Look backward first, then look forward. But now it is time to look North, South, East, and West.
¨ Look around in your organization or industry for the person who knows its history. (In my experience, there is almost always someone like this.) He (or she) may be weird, nerdish, old, or eccentric. But you can learn from him. Pump him for all he knows (he’ll love it). Use him as a resource for your own growth.
¨ Look at old copies of Fortune magazine. In each issue, try to find at least one great but forgotten business idea. How could this idea be recycled in a new form for today’s business world
¨ Study some aspect of your local history. Pick a thread and follow it. Learn about one of more of the following: the history of the most prominent local hotel or park; the biography of the person your city is named after; who owned the land where your house is located 100 years ago, and what it was used for; who decided where the local airport would be; the story of the first radio station in your town.
¨ Who were the largest companies in your industry 30 years ago?
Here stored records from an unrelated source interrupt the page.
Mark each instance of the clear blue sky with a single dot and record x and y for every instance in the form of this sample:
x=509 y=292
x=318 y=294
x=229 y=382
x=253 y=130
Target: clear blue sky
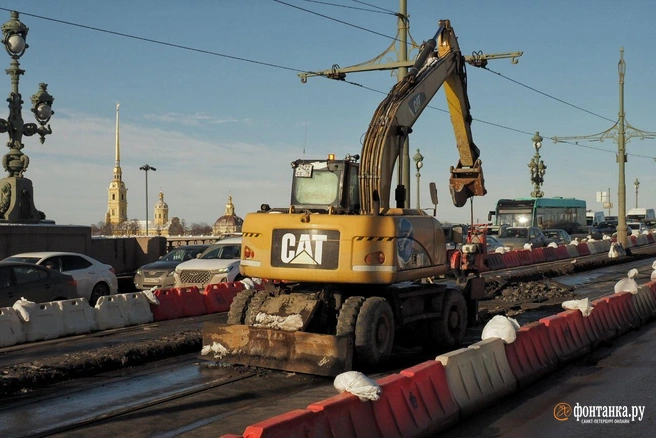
x=213 y=125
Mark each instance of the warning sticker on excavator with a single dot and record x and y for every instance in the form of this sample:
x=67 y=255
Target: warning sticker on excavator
x=311 y=249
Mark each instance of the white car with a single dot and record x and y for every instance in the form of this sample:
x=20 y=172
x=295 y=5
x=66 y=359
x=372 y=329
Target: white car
x=218 y=263
x=94 y=279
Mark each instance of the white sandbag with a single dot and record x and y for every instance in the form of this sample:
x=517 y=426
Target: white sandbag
x=582 y=305
x=24 y=308
x=150 y=296
x=616 y=250
x=359 y=385
x=628 y=284
x=501 y=327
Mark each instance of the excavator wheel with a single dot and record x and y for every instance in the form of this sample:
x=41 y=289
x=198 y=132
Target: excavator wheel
x=348 y=315
x=374 y=332
x=254 y=306
x=449 y=329
x=237 y=310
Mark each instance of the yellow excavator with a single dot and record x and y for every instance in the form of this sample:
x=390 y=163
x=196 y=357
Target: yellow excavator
x=346 y=272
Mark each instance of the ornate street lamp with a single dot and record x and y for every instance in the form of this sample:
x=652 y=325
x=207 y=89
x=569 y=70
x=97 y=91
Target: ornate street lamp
x=537 y=167
x=637 y=184
x=16 y=192
x=419 y=162
x=146 y=168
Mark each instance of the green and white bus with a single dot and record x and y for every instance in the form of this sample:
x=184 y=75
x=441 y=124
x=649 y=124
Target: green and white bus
x=565 y=213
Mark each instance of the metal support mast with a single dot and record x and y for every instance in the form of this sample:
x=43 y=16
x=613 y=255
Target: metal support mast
x=620 y=137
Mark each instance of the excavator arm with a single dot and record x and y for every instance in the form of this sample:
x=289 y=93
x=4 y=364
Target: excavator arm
x=440 y=64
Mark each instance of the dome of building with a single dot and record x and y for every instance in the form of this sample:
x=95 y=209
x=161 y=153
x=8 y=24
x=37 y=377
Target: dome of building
x=229 y=223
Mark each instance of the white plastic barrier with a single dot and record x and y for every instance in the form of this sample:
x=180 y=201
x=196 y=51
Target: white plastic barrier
x=11 y=328
x=137 y=308
x=78 y=316
x=45 y=323
x=110 y=312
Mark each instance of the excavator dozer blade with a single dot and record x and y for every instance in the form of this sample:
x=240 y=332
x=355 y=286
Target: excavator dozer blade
x=302 y=352
x=466 y=182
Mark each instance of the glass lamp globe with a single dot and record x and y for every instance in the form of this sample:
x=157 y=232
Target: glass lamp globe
x=16 y=44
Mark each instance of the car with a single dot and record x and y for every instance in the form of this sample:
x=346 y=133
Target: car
x=34 y=283
x=160 y=274
x=561 y=237
x=94 y=278
x=218 y=263
x=517 y=237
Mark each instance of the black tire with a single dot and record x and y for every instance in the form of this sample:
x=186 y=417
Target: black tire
x=254 y=306
x=99 y=290
x=449 y=329
x=348 y=315
x=237 y=310
x=374 y=332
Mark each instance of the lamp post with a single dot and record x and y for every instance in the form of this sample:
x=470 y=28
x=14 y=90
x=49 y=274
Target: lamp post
x=537 y=167
x=620 y=137
x=419 y=162
x=16 y=192
x=637 y=184
x=146 y=168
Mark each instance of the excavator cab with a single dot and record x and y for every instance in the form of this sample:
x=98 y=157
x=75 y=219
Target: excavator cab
x=326 y=186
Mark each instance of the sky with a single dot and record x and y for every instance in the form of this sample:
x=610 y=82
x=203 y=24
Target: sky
x=209 y=96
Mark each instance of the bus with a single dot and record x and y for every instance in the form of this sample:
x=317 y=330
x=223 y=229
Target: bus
x=564 y=213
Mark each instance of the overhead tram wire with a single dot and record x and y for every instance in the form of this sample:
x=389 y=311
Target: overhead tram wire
x=384 y=11
x=237 y=58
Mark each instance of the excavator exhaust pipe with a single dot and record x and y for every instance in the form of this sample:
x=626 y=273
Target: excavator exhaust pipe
x=466 y=182
x=296 y=351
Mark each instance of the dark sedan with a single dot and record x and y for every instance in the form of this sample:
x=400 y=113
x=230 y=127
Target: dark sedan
x=159 y=274
x=34 y=283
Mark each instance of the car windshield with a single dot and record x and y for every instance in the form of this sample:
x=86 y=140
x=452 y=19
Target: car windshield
x=180 y=255
x=514 y=233
x=22 y=259
x=223 y=252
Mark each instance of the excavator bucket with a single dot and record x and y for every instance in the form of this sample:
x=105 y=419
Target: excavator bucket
x=302 y=352
x=466 y=182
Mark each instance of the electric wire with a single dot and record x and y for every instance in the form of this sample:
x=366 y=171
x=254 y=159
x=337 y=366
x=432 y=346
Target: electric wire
x=278 y=66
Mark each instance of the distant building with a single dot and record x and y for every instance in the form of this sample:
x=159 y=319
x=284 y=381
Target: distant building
x=229 y=223
x=117 y=202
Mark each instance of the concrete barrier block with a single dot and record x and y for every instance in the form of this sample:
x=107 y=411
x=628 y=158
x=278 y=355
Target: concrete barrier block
x=78 y=316
x=478 y=375
x=109 y=313
x=137 y=308
x=45 y=323
x=11 y=327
Which ones are the largest today? What happened to those that faded? How did the new leaders rise to prominence? Are there lessons they could learn from the leaders of the past?
¨ You may have heard of Lambert Field (an airport) in St. Louis. You have almost certainly heard of former pharmaceutical giant Warner Lambert. Did you ever wonder if there was a link? What was the basis of the company’s success? – Listerine! Find another such link in your life and learn all you can about it.